The thirties were a catastrophe not only for the nation but for mainstream economists like Von Mises, Hayek, and their classical counterparts all over the world. Their response to failure was to double down on their theories, but others challenged those theories by trying to examine assumptions and model out cause and effect.

"Think about it: In the 1930s you had a catastrophe, and if you were a public official or even just a layman looking for guidance and understanding, what did you get from institutionalists? Caricaturing, but only slightly, you got long, elliptical explanations that it all had deep historical roots and clearly there was no quick fix. Meanwhile, along came the Keynesians, who were model-oriented, and who basically said “Push this button”– increase G, and all will be well. And the experience of the wartime boom seemed to demonstrate that demand-side expansion did indeed work the way the Keynesians said it did."

Of course the reality of the models is that they too are based on assumptions, and the underlying assumptions are either things that can be held fixed, or they tend to blow up the models. Sometimes we can hold a variable fixed for calculation purposes, but we always have to be aware of the assumption and treat it as a modeling risk. Still, Keynesian concepts worked within the realm of those assumptions. Krugman continues:

"It’s not an accident that Samuelson, even as he was raising the math level of microeconomics, was a key figure in the triumph of Keynesian economics. Nor was it at all an accident that his intro textbook, in its 1948 edition and for a long time thereafter, started with macro, and only got to micro later. The perceived success of macroeconomics did double duty, establishing the bona fides of a model-oriented approach and also suggesting that full employment was not too bad an assumption — given the right monetary and fiscal policies."

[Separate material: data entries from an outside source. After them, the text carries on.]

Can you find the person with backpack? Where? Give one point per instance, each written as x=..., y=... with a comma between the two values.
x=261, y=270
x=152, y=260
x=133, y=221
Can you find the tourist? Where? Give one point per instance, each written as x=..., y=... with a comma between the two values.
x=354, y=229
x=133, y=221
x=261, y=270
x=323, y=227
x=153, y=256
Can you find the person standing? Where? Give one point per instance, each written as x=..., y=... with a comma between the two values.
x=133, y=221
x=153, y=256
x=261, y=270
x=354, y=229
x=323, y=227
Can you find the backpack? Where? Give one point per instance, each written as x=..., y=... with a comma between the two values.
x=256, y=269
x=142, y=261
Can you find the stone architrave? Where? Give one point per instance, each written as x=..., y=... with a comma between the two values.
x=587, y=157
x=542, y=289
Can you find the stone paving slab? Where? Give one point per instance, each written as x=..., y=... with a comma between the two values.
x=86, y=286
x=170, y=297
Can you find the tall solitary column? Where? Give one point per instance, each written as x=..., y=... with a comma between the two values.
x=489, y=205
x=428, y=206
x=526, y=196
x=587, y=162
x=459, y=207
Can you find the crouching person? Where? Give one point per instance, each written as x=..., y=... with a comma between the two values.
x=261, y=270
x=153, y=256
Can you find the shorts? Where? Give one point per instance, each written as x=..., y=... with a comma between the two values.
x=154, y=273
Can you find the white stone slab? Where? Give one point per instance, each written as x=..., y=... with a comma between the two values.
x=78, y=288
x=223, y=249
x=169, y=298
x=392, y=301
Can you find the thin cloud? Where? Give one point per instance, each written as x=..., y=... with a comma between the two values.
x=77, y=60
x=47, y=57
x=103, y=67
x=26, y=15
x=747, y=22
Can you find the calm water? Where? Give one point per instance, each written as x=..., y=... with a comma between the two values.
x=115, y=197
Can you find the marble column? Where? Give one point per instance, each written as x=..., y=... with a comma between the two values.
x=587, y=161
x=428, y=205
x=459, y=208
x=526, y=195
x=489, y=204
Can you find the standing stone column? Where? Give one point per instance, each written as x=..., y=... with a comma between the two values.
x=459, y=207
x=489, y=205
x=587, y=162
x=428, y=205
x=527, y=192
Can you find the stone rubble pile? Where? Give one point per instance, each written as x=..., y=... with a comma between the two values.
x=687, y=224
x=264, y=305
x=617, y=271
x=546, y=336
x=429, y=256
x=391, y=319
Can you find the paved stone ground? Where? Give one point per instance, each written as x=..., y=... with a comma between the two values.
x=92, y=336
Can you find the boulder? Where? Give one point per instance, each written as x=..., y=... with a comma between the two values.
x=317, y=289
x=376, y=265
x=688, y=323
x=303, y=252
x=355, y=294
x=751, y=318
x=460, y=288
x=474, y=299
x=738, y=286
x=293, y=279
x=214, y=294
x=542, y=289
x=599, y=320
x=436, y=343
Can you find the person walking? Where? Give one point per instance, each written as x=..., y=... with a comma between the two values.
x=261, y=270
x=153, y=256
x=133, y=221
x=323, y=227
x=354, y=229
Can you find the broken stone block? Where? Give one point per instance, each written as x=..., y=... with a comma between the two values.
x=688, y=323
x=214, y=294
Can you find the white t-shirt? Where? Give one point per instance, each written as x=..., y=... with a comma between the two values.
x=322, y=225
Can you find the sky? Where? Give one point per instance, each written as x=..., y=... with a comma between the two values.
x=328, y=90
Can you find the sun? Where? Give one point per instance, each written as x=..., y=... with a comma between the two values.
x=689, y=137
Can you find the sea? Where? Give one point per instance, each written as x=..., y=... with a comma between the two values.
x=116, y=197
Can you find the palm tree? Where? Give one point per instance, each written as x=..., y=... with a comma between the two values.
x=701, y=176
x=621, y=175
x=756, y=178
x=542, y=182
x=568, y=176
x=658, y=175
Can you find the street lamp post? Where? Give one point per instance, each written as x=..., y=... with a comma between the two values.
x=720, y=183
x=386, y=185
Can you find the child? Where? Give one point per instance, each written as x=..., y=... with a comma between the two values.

Given the right monetary AND fiscal policies. Without responsible officials, again, the assumptions blow up. Krugman continutes:

"Oh, and economists who are upset that the public seems to judge the profession by its success at macro diagnosis and prediction are missing the point: it has always been thus, and purists who disdain macro are making mock of the only reason anyone takes them at all seriously."

So much for "praxeology." He continues:

"The academic enterprise of economics as we know it, in other words, rests on a macro foundation, and in fact a Keynesian foundation — and economists who denounce all of that as witchcraft are busily sawing off the branch they’re sitting on."

Of course the other reason the micro-economists folks don't like admitting they depend on macroeconomics is that most of them are conservatives who feel "in their bones" that the old classical assumptions always hold. That is why they jumped all over Friedman's ideas and monetarism. It was classical economics with a monetary stick they could wave like a magic wand.